The senior captain presided. He was a man of other wars, burned by the suns of Morocco, with a military moustache that gave effect to his spirited manner. When my friend, the lieutenant, joined the regiment as a private he was smooth-shaven and his colonel asked him whether he was a priest or a bookmaker, or meant to be a soldier. Next morning he allowed nature to have her way on his upper lip, the colonel's hint being law in all things to those who served under him.
Every officer had his _croix de guerre_ in this colonial battalion with its ranks open to all comers of all degrees and promotion for those who could earn it in face of the machine guns where the New Army privates were earning theirs. One officer with the chest of Hercules, who looked equal to the fiercest Prussian or the tallest Pomeranian and at least one additional small Teuton for good measure, mentioned that he had been in Peking. I asked him if he knew some officer friends of mine who had been there at the same time. He replied that he had been a private then, and he liked the American Y.M.C.A.

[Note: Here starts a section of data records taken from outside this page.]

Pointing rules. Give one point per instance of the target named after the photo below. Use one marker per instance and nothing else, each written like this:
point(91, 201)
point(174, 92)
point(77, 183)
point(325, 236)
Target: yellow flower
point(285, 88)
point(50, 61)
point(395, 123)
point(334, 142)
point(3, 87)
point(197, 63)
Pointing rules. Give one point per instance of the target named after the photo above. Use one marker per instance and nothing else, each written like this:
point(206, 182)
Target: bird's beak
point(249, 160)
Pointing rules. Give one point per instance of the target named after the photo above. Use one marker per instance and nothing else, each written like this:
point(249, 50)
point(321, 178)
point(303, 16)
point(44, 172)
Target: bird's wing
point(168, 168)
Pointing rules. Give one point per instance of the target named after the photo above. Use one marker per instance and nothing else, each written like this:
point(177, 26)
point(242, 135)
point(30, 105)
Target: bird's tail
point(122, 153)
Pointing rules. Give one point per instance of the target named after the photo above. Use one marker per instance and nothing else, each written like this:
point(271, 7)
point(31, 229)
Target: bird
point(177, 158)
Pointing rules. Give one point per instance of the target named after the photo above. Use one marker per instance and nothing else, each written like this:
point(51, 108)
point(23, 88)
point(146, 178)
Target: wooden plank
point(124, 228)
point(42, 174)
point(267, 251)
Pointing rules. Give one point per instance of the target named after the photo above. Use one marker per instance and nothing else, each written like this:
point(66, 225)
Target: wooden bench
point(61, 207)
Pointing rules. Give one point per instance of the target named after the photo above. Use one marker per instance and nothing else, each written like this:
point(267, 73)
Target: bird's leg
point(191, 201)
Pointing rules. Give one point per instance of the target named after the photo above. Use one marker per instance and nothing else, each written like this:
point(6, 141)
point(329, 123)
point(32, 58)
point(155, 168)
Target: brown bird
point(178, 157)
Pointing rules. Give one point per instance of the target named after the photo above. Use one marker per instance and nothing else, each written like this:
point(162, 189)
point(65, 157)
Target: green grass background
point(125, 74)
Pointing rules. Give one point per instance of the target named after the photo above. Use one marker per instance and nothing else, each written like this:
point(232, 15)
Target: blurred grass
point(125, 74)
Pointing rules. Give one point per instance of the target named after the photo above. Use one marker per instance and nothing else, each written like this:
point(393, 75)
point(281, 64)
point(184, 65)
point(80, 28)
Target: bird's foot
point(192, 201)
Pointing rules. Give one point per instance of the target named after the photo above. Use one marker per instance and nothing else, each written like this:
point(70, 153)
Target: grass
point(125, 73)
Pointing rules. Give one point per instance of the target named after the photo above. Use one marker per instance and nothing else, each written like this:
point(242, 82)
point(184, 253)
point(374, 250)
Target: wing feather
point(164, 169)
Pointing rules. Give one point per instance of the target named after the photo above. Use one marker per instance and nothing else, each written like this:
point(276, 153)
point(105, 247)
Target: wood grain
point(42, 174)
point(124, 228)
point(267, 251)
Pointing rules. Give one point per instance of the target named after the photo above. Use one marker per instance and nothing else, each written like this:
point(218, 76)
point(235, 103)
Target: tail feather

His breast was a panoply of medals. Among them was the Legion of Honor, while his _croix de guerre_ had all the stars, bronze, silver and gold, and two palms, as I remember, which meant that twice some deed of his out in the inferno had won official mention for him all the way up from the battalion through brigade, division and corps to the supreme command. The American Y.M.C.A. in Peking ought to be proud of his good opinion.